Looking at $s^n$ it seems that this should match up with $(x-a)^n$ so we find that $x-a=s$ and since $a=q$ that is equivalent to $x-q=s$. Finally that gives us that $x=s+q$. If we plug that into $f(x)=e^{-x^2}$ then we have our result.
I like Serena said:Looks good. :)
What are you unsure about?
The Taylor series expansion of $e^{-(q+s)^2}$ is an infinite sum of terms that approximates the function $e^{-(q+s)^2}$ at a given point. It is given by the formula:
$e^{-(q+s)^2} = \sum_{n=0}^{\infty} \frac{(-1)^n (q+s)^{2n}}{n!}$
The Taylor series expansion of $e^{-(q+s)^2}$ is useful because it allows us to approximate the value of $e^{-(q+s)^2}$ at any point by using a finite number of terms. This can be helpful in situations where it is difficult or impossible to evaluate the function directly, or when we need a more precise approximation than what a calculator can provide.
The interval of convergence for the Taylor series expansion of $e^{-(q+s)^2}$ is the set of all values of $(q+s)$ for which the series converges. In this case, the interval of convergence is $(-\infty, \infty)$, meaning that the series will converge for all real values of $(q+s)$.

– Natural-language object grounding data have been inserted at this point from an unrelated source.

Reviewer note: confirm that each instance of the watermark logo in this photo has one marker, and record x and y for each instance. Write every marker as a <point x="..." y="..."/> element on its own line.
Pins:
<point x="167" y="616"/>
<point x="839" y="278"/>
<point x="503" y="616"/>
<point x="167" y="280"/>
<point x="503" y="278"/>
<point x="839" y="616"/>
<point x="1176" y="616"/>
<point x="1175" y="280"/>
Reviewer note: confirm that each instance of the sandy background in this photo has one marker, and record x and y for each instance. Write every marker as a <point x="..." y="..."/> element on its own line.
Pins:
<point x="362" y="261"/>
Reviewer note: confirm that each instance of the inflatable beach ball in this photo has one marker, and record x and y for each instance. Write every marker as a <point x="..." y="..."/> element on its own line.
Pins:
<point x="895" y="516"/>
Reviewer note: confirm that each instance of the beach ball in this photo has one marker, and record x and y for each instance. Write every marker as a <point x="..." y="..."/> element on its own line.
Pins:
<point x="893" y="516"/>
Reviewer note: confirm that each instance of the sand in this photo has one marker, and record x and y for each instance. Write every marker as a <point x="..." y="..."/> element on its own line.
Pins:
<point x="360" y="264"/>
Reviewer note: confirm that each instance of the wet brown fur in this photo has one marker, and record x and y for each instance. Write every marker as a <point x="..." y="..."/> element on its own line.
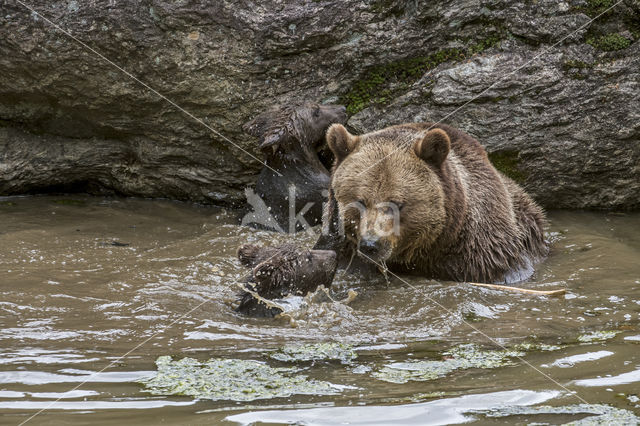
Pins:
<point x="462" y="220"/>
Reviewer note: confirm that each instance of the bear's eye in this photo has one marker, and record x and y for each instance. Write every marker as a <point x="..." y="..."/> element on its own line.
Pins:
<point x="398" y="204"/>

The Taylor series expansion of $e^{-(q+s)^2}$ is closely related to the Gaussian function, also known as the bell curve. In fact, the Gaussian function can be defined as $e^{-(x^2)}$. Therefore, the Taylor series expansion of $e^{-(q+s)^2}$ can be thought of as a generalization of the Gaussian function to a function of two variables, $(q+s)$.
Technically, yes. However, since the Taylor series expansion is an infinite sum, it would require an infinite number of terms to calculate the exact value at any point. In practice, we can use a finite number of terms to get a close approximation, but the more terms we use, the more accurate our approximation will be.